Then after we had finished our meal (a lovely bit of squid, unremarkable sausage, and world class salad), Mamma waddled up and planked herself down at our table, which she had never done before, and poured out their whole sad story. I think this is what she said.

She and Alfonso (not Luigi after all) had arrived in Canada donkeys years ago and had gone to Hamilton, Ontario, where there were lots and lots of Italians. Then 19 years ago they had decided to strike out on their own and open a restaurant in St. John, New Brunswick. Unfortunately there was some misunderstanding when they bought their tickets and they found themselves in St. John's, Newfoundland instead. One can only guess what ran through their minds when they discovered their mistake. But I guess they didn't have the price of return fare and one barbaric outpost was no worse than another so they stayed on. But now Mamma was 63 and Alfonso was 68 and they were unable to entice any relatives to come over from the old country to take on the restaurant, so they were throwing in the towel, which is the most sensible thing they could do, I suppose, but it left us bereft and uncertain about where we would find another source of shrimpa-like-dis.

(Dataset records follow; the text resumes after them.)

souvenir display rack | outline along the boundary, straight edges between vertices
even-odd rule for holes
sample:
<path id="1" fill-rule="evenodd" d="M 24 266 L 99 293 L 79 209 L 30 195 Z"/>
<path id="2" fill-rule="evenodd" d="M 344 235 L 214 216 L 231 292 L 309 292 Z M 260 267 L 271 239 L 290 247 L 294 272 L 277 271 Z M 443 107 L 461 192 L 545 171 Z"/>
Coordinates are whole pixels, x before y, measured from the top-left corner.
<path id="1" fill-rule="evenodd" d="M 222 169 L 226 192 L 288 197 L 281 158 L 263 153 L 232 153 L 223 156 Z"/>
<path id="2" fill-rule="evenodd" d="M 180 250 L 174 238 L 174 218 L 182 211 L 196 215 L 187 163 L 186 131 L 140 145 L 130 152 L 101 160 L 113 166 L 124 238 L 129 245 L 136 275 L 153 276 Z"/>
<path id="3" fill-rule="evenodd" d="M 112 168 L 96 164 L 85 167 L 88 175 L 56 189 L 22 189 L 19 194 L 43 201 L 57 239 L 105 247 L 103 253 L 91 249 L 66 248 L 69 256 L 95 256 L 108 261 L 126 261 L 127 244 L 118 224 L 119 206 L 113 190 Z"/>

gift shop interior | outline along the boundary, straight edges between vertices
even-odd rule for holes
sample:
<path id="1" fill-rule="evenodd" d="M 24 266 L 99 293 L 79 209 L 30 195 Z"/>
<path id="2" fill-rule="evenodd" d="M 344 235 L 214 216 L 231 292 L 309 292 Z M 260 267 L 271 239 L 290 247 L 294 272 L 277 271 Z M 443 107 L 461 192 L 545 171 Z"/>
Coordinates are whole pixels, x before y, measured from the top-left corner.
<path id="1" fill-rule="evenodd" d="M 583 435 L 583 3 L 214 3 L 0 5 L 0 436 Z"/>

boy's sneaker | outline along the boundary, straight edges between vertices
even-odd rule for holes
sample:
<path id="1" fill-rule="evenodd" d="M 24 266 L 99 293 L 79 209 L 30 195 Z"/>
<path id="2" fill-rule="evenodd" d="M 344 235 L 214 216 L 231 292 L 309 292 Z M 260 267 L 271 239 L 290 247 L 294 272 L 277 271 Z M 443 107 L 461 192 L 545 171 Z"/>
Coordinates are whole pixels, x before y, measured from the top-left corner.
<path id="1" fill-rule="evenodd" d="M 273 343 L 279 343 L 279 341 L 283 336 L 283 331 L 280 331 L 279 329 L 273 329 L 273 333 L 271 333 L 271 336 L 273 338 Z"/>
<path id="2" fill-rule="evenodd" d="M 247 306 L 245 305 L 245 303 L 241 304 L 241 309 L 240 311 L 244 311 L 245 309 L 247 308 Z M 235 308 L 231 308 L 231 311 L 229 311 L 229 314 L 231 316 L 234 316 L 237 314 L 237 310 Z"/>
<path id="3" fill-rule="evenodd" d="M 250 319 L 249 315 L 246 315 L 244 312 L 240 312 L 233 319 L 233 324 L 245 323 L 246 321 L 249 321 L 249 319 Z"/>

With heavy hearts, Jim and I went down for dinner on their last day for one last culinary adventure. We took along a little going away trinket accompanied by a Farewell and Have a Lovely Retirement card (the range of greeting cards available these days takes my breath away). Mamma ordered us lobster tails (three apiece), which were delicious, the usual wonderful salad and chewy bread, and of course the Classico. When we were finished Mamma brought us a couple of glasses of Sambuca with a couple of coffee beans floating in it which you are supposed to suck on while you drink the stuff - not bad. Meanwhile Mama brought us a doggy bag with breadsticks and apples and butter packages and we finally broke away (the bill came to $60 Canadian, including 12% sales tax), shaking hands all around and turned our backs regretfully and forever on the legend that was Luigi's.